Six months after we met, my job promoted me and I relocated to southern California. My excitement of moving back home to live near my family and friends was even greater when he decided to move with me. I felt excited for him to meet my family and friends, since I thought he was the one I would marry. Little did I know at the time that this one critical move would stress me out for years to come.
Like most beginnings, things were magical. And when things are magical, it’s easy to overlook the subtle, yet critical, things that really matter.
I became stuck in the “in-between” while living with my parents.
We stayed with my parents while looking for our own place. 1 month turned into 6 months and during those months, he would tell my parents to keep the noise down, saying it was bothering me when it was actually bothering him. Although my parents showed concern for me, they never said anything bad about him. They even loaned him their car so he wouldn’t have to buy his own.
Because unhappiness set in for him soon after our move, he made molehills into mountains. Small things set him off and caused his mood to sour. He didn’t know anyone in southern California and was unhappy about the kind of people he was meeting. He was rude to my friends on the phone at times, and his dislike for traffic limited where we went.
These unsettling feelings sat in the pit of my stomach from being caught in between him and my parents … and his unhappiness. I either dismissed those feelings or talked myself into being more understanding because I thought love is innately hard and requires us to make sacrifices. After all, he made a sacrifice by quitting his job and moving with me.
Things aren’t perfect in the middle stages of most relationships. It’s during this time that it’s especially important to listen closely to your intuition.
Things turned for the worse when we started living on our own.
Six months later when we moved into our own place, I believed things would go back to being magical like they were in the beginning … they never did.
I wanted to feel optimistic about us and believed we were going to marry. There were moments of happiness interspersed with long periods of uncertainty, confusion and stress. These moments, optimism, and fears about getting older and having to start over kept me staying 4 years too long.
If I was self-aware, self-confident and courageous, our 5 year relationship would have lasted a year. Instead, I let so many things—beliefs about love being hard and sacrificing myself, fears about not finding anyone else, over-thinking things, guilt, responsibility for his happiness, etc.—keep me stuck.
The time finally came when I just knew it was over. And when I finally decided to break up with him, those unsettling feelings in the pit of my stomach dissipated and a huge weight lifted off my shoulders.
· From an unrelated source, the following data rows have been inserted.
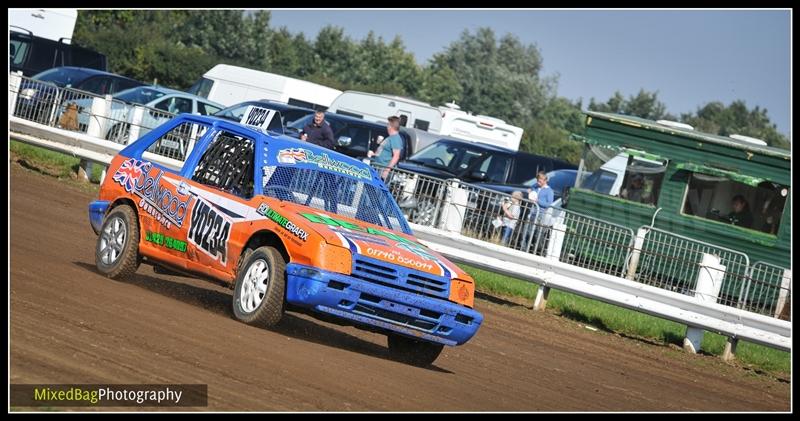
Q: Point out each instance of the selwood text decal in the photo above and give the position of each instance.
(401, 242)
(322, 160)
(168, 242)
(327, 220)
(210, 230)
(281, 220)
(168, 207)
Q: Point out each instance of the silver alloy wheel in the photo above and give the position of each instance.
(424, 213)
(112, 240)
(254, 286)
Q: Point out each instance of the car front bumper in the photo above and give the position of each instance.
(362, 302)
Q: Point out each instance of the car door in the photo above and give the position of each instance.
(99, 85)
(223, 182)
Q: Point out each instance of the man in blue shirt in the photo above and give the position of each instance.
(389, 151)
(318, 132)
(542, 195)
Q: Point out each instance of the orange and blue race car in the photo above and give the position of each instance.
(287, 225)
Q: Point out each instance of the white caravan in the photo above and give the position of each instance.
(53, 24)
(420, 116)
(230, 85)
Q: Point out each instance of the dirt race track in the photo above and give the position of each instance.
(71, 325)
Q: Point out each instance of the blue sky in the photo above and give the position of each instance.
(691, 57)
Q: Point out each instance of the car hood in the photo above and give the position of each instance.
(371, 241)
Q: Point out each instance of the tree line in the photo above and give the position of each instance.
(500, 77)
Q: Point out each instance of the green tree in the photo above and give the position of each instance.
(736, 118)
(231, 35)
(500, 79)
(644, 104)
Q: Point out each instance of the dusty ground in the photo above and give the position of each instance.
(71, 325)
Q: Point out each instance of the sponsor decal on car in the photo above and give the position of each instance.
(168, 242)
(282, 221)
(327, 220)
(167, 206)
(210, 230)
(321, 160)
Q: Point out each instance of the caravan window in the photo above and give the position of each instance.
(305, 104)
(20, 50)
(201, 88)
(721, 199)
(631, 175)
(642, 180)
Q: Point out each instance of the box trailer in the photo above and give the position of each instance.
(230, 85)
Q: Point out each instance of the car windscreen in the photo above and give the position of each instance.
(140, 95)
(452, 157)
(336, 194)
(61, 76)
(236, 112)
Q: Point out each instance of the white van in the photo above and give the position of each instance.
(230, 85)
(479, 128)
(419, 116)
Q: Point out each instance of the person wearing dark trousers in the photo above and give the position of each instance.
(318, 132)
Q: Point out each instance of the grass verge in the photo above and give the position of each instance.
(628, 322)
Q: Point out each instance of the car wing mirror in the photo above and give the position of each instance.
(478, 175)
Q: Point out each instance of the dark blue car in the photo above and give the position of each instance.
(38, 96)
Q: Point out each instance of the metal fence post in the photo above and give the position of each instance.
(729, 353)
(446, 201)
(101, 107)
(636, 253)
(51, 119)
(135, 123)
(540, 302)
(14, 82)
(709, 282)
(455, 206)
(556, 241)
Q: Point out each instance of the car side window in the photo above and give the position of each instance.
(178, 142)
(359, 138)
(495, 168)
(96, 85)
(175, 105)
(227, 164)
(207, 109)
(163, 105)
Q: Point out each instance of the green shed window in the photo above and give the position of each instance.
(742, 202)
(625, 173)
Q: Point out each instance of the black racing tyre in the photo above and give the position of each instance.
(259, 291)
(117, 249)
(412, 351)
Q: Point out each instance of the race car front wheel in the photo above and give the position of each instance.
(260, 284)
(117, 251)
(412, 351)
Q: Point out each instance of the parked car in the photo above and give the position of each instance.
(32, 54)
(288, 113)
(353, 136)
(558, 180)
(479, 164)
(155, 98)
(288, 226)
(37, 97)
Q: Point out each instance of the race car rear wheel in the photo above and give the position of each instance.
(117, 250)
(412, 351)
(260, 285)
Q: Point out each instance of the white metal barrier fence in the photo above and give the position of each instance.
(565, 239)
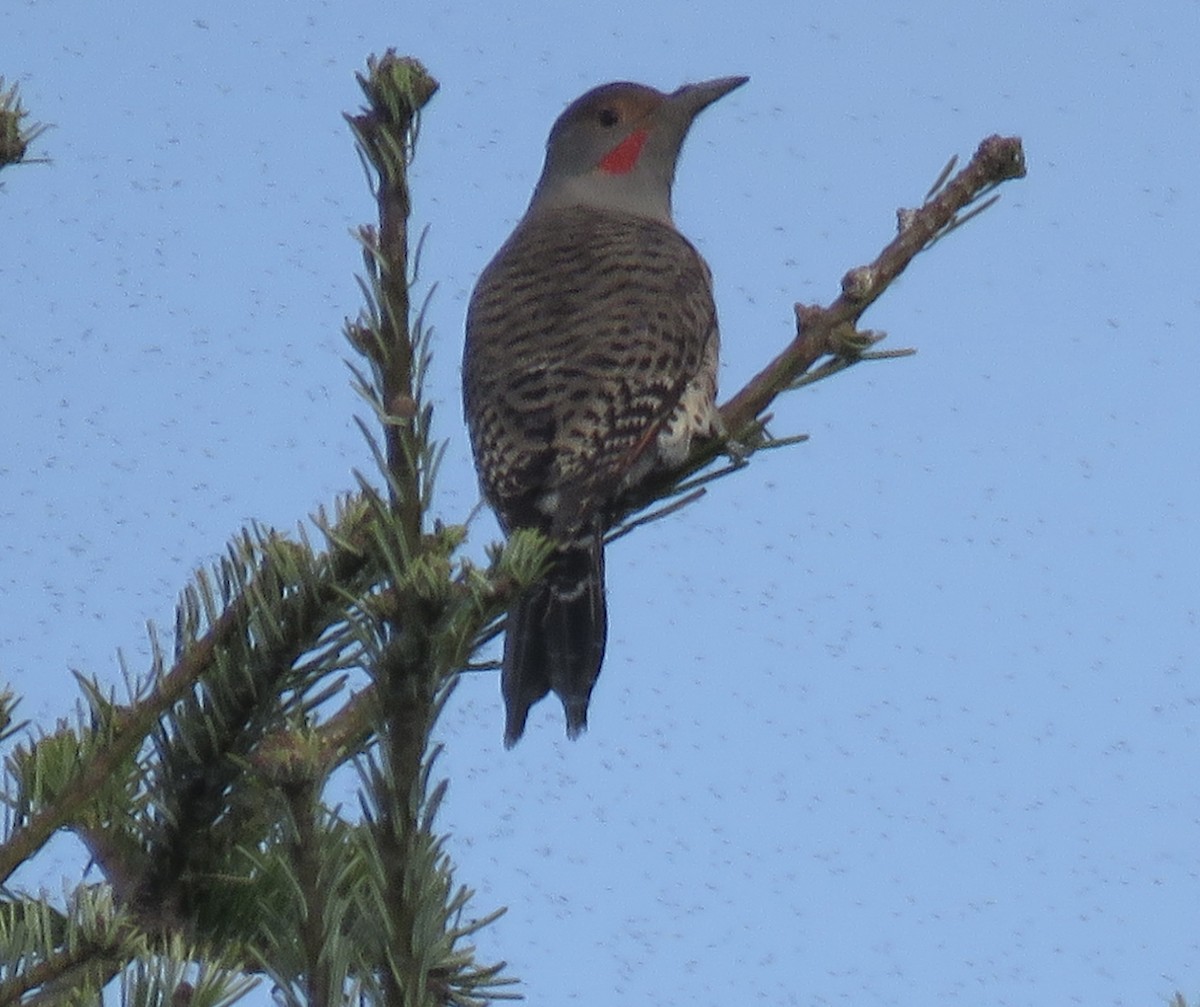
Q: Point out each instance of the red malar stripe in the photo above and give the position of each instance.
(624, 155)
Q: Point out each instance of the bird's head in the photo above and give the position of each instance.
(617, 147)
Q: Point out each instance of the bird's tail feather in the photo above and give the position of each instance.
(556, 637)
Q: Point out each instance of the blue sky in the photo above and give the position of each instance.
(904, 714)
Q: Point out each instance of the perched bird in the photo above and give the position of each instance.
(591, 360)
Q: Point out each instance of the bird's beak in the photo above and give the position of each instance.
(694, 99)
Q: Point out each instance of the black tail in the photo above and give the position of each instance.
(556, 637)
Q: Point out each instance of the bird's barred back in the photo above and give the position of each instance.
(582, 336)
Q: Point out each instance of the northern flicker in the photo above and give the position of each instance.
(591, 360)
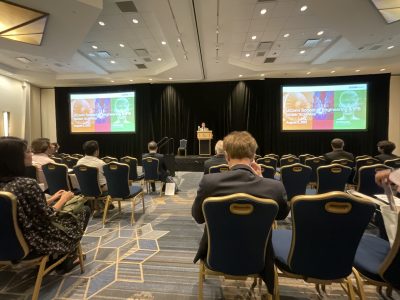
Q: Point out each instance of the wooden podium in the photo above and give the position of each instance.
(204, 138)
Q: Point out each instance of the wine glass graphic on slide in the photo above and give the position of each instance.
(349, 103)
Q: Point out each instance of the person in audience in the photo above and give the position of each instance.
(41, 150)
(385, 149)
(244, 177)
(38, 220)
(163, 172)
(91, 159)
(338, 152)
(217, 159)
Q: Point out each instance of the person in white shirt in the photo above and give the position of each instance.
(91, 159)
(41, 150)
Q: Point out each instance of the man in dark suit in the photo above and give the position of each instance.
(217, 159)
(162, 167)
(338, 152)
(244, 177)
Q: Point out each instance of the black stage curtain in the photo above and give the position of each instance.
(175, 110)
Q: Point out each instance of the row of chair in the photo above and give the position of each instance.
(323, 249)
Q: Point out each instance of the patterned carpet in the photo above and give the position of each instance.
(150, 260)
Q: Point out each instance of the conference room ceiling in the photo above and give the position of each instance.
(205, 40)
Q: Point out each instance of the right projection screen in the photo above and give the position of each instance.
(324, 107)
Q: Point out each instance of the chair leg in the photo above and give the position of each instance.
(39, 278)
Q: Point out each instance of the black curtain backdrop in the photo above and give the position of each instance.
(175, 110)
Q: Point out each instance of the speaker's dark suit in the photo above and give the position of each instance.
(240, 179)
(338, 154)
(214, 161)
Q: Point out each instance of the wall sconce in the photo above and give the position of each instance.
(6, 123)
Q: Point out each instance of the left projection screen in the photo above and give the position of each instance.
(103, 113)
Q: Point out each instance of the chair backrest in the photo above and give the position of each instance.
(117, 176)
(268, 161)
(393, 163)
(218, 168)
(108, 159)
(332, 178)
(132, 163)
(14, 246)
(88, 180)
(267, 171)
(327, 229)
(288, 160)
(390, 268)
(150, 168)
(70, 161)
(314, 163)
(56, 177)
(233, 221)
(295, 178)
(361, 163)
(366, 179)
(31, 172)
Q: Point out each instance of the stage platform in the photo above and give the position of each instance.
(193, 163)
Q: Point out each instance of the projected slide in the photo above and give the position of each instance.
(331, 107)
(102, 113)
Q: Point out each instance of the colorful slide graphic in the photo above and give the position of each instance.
(102, 113)
(331, 107)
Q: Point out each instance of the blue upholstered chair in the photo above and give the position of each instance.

The angst that filled me from sacrificing so many parts of myself made way for me to begin knowing myself.
When I knew that it was over and decided to end things, I still felt angst and great sadness. The difference was, I was more committed to loving myself by doing what was best and healthier for me.
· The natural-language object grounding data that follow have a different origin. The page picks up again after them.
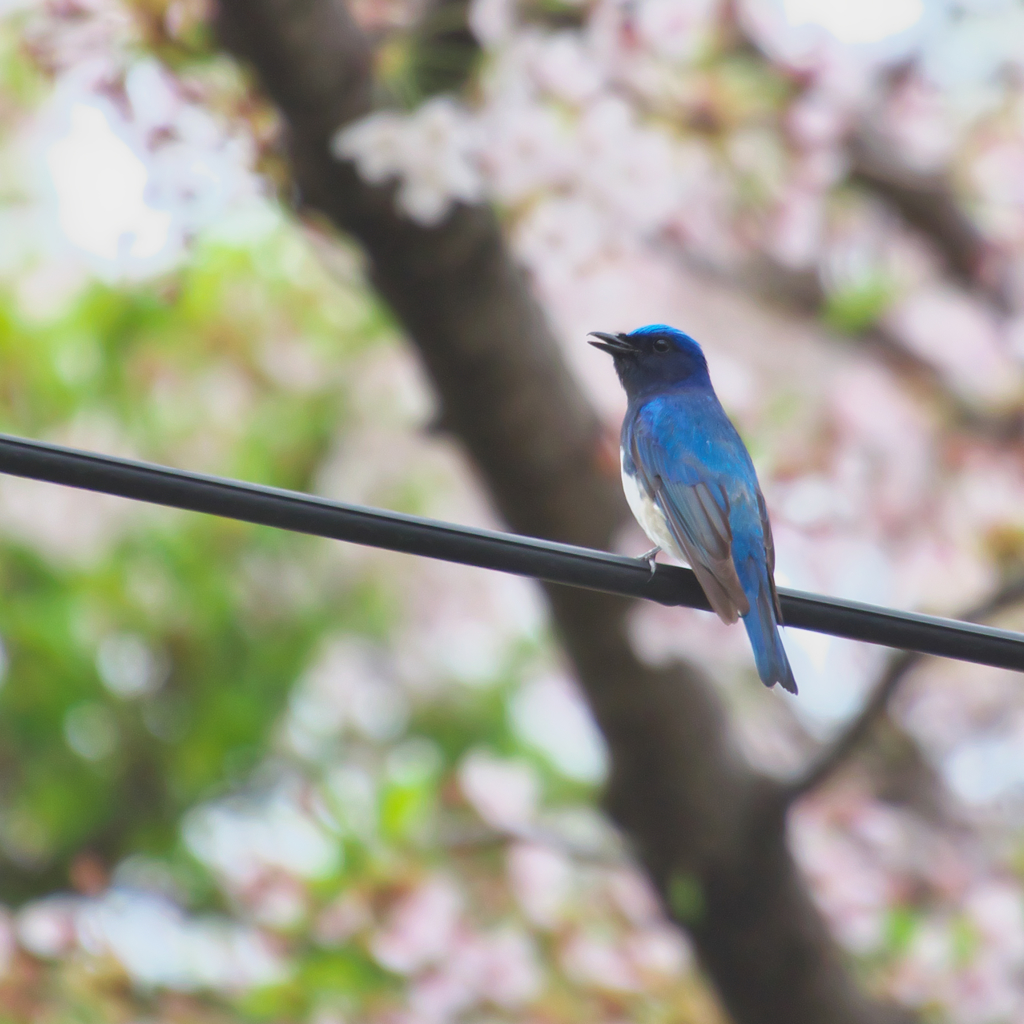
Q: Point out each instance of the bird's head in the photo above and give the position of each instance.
(653, 357)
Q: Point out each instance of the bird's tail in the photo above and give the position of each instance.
(769, 654)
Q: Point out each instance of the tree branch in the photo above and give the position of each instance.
(710, 832)
(837, 754)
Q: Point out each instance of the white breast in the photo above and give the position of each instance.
(648, 514)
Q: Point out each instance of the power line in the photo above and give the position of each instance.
(561, 563)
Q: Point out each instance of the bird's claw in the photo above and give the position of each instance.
(650, 558)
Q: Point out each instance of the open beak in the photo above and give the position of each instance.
(613, 344)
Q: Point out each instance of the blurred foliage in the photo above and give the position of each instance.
(172, 369)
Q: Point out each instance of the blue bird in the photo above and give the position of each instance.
(690, 483)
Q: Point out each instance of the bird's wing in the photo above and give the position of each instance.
(696, 509)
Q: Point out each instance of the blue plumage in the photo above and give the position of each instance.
(690, 482)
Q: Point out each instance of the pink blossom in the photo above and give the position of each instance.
(599, 963)
(492, 20)
(432, 152)
(526, 151)
(542, 880)
(421, 929)
(960, 336)
(676, 29)
(504, 793)
(796, 230)
(565, 69)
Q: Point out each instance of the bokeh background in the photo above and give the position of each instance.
(246, 775)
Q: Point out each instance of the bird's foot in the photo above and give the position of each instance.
(650, 558)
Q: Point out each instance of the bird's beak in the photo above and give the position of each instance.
(613, 344)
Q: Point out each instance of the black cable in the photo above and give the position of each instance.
(526, 556)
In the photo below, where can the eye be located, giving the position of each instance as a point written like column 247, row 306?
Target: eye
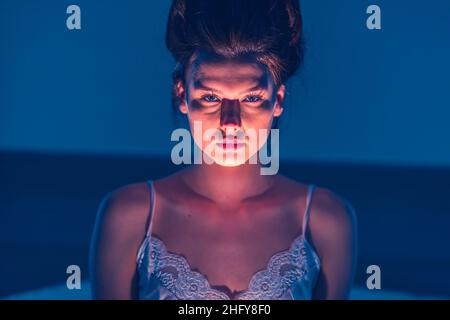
column 210, row 98
column 253, row 98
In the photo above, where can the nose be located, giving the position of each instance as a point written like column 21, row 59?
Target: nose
column 230, row 114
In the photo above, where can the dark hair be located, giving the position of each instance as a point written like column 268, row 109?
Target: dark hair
column 271, row 30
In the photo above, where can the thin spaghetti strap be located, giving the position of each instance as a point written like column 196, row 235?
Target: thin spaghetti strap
column 152, row 207
column 311, row 188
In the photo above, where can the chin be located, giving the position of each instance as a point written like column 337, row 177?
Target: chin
column 231, row 161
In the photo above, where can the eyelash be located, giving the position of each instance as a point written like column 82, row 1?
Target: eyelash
column 258, row 96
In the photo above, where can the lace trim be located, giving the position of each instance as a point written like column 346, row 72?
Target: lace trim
column 174, row 273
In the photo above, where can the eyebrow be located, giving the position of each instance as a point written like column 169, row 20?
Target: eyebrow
column 200, row 86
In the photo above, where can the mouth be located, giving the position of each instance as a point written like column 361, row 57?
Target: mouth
column 231, row 144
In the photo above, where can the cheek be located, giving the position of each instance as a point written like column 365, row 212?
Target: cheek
column 259, row 117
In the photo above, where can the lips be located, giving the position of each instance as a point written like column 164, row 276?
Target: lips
column 231, row 144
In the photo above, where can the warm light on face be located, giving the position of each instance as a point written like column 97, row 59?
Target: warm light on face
column 233, row 100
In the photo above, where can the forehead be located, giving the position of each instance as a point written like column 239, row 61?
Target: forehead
column 212, row 71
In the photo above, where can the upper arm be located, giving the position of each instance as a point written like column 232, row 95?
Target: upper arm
column 119, row 230
column 333, row 229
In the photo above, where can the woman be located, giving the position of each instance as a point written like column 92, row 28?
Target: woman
column 222, row 229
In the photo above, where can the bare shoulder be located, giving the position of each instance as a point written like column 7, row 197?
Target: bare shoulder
column 119, row 230
column 330, row 208
column 332, row 223
column 331, row 215
column 124, row 211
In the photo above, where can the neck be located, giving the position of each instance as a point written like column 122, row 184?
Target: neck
column 228, row 185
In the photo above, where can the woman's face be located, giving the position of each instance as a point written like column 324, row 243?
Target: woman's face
column 230, row 105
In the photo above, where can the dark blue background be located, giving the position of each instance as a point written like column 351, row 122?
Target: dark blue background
column 83, row 112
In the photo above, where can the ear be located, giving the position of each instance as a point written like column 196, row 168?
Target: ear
column 279, row 101
column 181, row 94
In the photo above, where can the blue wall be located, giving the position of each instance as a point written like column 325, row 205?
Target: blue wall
column 363, row 96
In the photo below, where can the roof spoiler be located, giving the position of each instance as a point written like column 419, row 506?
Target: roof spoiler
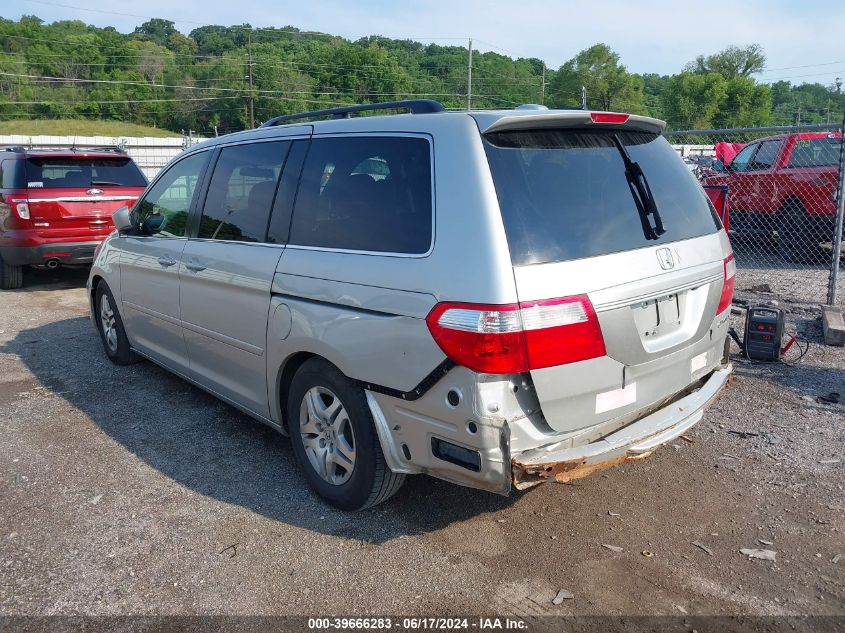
column 534, row 120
Most endings are painful; that’s why we call them endings. Yet, endings also lead to new and wonderful beginnings.
And from these new beginnings, I found the courage to leave.
A year after our relationship ended, he contacted me and apologized for the way he was in our relationship. He said that if I still wanted to get married, he wanted to marry me. It’s ironic how the words I most wanted to hear from him back then were words that I no longer wanted to hear.
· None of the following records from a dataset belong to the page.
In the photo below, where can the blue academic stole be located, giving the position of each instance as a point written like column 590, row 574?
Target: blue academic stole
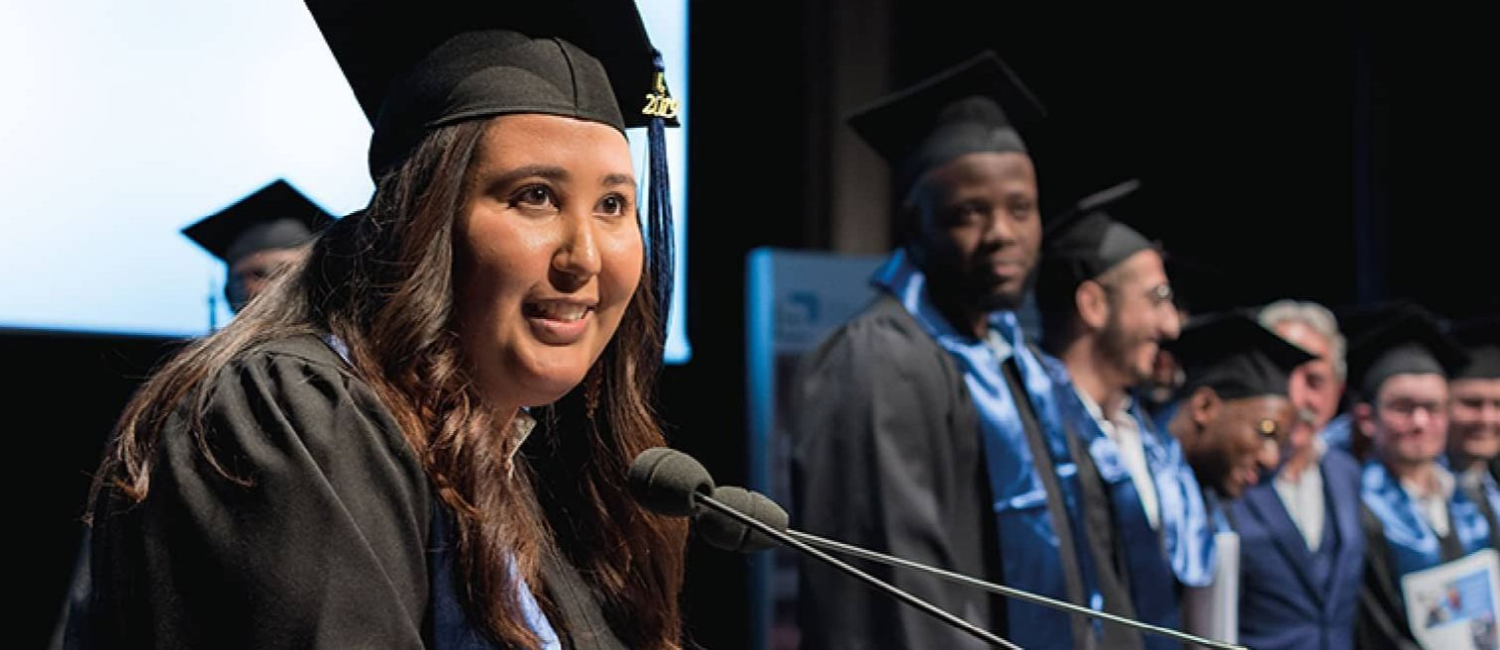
column 1412, row 542
column 1029, row 545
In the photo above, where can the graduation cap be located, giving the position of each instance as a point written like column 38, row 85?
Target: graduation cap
column 420, row 65
column 270, row 218
column 1401, row 340
column 1085, row 242
column 1235, row 356
column 1481, row 340
column 969, row 108
column 423, row 65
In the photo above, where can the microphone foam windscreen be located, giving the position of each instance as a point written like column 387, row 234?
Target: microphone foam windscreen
column 720, row 530
column 665, row 479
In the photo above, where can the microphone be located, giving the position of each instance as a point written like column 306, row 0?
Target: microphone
column 729, row 533
column 666, row 479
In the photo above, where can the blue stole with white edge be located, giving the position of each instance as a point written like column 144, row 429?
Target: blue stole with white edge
column 1028, row 539
column 1412, row 542
column 1155, row 560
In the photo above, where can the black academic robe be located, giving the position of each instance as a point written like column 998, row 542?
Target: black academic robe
column 888, row 457
column 330, row 545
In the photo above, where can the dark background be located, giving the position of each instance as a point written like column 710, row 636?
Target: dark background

For years, I was critical of myself for being in a 5 year relationship that shouldn’t have lasted that long. I wondered why I wasn’t able to find the courage to break up sooner when the signs to leave were clearly there. Then, I remembered this quote: “Courage doesn’t always roar. Sometimes, courage is the little voice at the end of the day that says I’ll try again tomorrow,” by Mary Anne . That is how I finally found the courage to leave.
If you know you should leave and are finding it difficult, remain patient and compassionate with yourself. I believe you are here because you’ve been courageous enough put yourself out there in the name of love. This is for sure: when you have had enough, you will just know. And when you know, that is when you’ll have the courage to leave.
If you’re feeling stuck in a relationship and know you should leave, what is one thing you can start doing?